New Thermal Taste Actuation Technology For Future Multisensory Virtual Reality and Internet
PubDate: January 2018
Teams: University of London
Writers: Kasun Karunanayaka; Nurafiqah Johari; Surina Hariri; Hanis Camelia; Kevin Stanley Bielawski; Adrian David Cheok
PDF: New Thermal Taste Actuation Technology for Future Multisensory Virtual Reality and Internet
Abstract
Today’s virtual reality (VR) applications such as gaming, multisensory entertainment, remote dining, and online shopping are mainly based on audio, visual, and touch interactions between humans and virtual worlds. Integrating the sense of taste into VR is difficult since humans are dependent on chemical-based taste delivery systems. This paper presents the `Thermal Taste Machine’, a new digital taste actuation technology that can effectively produce and modify thermal taste sensations on the tongue. It modifies the temperature of the surface of the tongue within a short period of time (from 25°C to 40 °C while heating, and from 25°C to 10 °C while cooling). We tested this device on human subjects and described the experience of thermal taste using 20 known (taste and non-taste) sensations. Our results suggested that rapidly heating the tongue produces sweetness, fatty/oiliness, electric taste, warmness, and reduces the sensibility for metallic taste. Similarly, cooling the tongue produced mint taste, pleasantness, and coldness. By conducting another user study on the perceived sweetness of sucrose solutions after the thermal stimulation, we found that heating the tongue significantly enhances the intensity of sweetness for both thermal tasters and non-thermal tasters. Also, we found that faster temperature rises on the tongue produce more intense sweet sensations for thermal tasters. This technology will be useful in two ways: First, it can produce taste sensations without using chemicals for the individuals who are sensitive to thermal taste. Second, the temperature rise of the device can be used as a way to enhance the intensity of sweetness. We believe that this technology can be used to digitally produce and enhance taste sensations in future virtual reality applications.

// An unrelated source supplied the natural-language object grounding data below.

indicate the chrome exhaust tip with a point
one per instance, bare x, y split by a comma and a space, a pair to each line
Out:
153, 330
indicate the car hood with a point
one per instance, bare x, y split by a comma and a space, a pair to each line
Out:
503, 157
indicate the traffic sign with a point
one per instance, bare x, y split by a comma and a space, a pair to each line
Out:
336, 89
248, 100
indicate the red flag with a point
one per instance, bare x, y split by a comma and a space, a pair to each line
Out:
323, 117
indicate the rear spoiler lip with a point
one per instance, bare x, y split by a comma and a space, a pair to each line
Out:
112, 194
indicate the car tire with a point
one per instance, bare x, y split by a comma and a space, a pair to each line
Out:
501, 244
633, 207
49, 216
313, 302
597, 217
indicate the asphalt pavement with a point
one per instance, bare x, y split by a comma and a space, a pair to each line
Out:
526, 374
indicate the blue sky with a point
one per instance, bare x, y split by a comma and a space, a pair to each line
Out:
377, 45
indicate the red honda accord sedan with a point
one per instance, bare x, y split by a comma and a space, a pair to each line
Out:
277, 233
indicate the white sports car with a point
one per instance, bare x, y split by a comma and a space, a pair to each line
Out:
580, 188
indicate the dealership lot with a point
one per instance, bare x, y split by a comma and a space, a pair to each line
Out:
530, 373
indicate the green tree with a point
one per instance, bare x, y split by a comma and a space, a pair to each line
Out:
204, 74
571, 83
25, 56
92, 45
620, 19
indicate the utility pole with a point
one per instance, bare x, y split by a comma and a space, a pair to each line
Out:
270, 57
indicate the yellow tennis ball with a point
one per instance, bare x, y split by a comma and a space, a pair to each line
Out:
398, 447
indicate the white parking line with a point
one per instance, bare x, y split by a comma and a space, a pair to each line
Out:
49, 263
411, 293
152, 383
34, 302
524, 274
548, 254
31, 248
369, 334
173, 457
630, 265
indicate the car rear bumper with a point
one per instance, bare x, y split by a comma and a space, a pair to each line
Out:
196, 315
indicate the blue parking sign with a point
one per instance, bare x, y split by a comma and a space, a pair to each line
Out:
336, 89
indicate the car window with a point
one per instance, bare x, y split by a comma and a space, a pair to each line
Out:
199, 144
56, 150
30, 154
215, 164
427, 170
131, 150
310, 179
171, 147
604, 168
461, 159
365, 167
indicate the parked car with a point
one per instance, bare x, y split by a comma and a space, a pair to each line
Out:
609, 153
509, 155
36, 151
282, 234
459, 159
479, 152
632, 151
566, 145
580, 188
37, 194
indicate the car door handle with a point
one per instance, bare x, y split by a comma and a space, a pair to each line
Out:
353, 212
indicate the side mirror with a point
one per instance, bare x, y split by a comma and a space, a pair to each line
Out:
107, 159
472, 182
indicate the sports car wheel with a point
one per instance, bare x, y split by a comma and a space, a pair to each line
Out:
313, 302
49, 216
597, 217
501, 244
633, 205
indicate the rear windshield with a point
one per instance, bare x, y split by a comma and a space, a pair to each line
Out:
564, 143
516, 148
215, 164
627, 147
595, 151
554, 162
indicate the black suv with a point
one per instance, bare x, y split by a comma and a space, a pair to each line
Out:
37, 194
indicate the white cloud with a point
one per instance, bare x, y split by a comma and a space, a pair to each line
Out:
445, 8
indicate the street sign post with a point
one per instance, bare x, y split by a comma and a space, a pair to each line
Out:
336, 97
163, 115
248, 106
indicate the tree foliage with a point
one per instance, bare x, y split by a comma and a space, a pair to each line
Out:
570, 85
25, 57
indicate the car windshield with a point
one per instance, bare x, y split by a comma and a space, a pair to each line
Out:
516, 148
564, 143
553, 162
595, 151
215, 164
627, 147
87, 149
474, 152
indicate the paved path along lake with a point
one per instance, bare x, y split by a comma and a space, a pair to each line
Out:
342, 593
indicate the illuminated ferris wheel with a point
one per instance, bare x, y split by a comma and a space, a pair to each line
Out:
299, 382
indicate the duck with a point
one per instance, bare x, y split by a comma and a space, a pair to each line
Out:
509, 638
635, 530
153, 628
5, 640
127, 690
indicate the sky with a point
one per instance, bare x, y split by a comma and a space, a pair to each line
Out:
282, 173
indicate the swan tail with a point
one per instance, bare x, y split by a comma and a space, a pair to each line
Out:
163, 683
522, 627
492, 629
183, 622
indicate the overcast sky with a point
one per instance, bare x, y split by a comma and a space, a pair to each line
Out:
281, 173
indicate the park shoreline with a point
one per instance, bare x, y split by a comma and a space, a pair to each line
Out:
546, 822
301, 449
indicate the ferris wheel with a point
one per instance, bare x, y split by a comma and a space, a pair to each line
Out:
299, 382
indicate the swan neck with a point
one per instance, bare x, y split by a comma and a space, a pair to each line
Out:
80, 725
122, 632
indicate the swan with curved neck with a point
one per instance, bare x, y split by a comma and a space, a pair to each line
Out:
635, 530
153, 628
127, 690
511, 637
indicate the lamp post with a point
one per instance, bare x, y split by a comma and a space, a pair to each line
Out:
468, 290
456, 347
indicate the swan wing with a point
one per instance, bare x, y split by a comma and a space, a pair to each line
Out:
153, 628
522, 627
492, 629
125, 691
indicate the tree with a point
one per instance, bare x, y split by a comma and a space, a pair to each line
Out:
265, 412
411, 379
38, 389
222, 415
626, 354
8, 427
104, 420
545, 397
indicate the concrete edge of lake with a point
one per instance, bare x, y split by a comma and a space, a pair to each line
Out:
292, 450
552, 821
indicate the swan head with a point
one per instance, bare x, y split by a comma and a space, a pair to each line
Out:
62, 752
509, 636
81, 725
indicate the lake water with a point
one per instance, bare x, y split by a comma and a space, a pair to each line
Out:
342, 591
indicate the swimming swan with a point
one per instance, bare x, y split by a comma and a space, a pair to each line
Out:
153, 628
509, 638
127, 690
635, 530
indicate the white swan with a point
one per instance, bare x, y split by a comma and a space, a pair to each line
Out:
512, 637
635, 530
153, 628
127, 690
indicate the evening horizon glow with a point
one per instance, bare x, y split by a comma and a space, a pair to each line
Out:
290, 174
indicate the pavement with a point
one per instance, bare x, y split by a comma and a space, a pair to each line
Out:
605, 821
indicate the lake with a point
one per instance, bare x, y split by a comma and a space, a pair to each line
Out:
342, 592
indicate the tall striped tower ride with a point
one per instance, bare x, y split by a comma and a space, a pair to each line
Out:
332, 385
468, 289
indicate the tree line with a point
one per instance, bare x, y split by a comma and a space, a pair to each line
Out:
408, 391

The key novelties of this paper are as follows: 1. Development of a thermal taste actuation technology for stimulating the human taste receptors, 2. Characterization of the thermal taste produced by the device using taste-related sensations and non-taste related sensations, 3. Research on enhancing the intensity for sucrose solutions using thermal stimulation, 4. Research on how different speeds of heating affect the intensity of sweetness produced by thermal stimulation.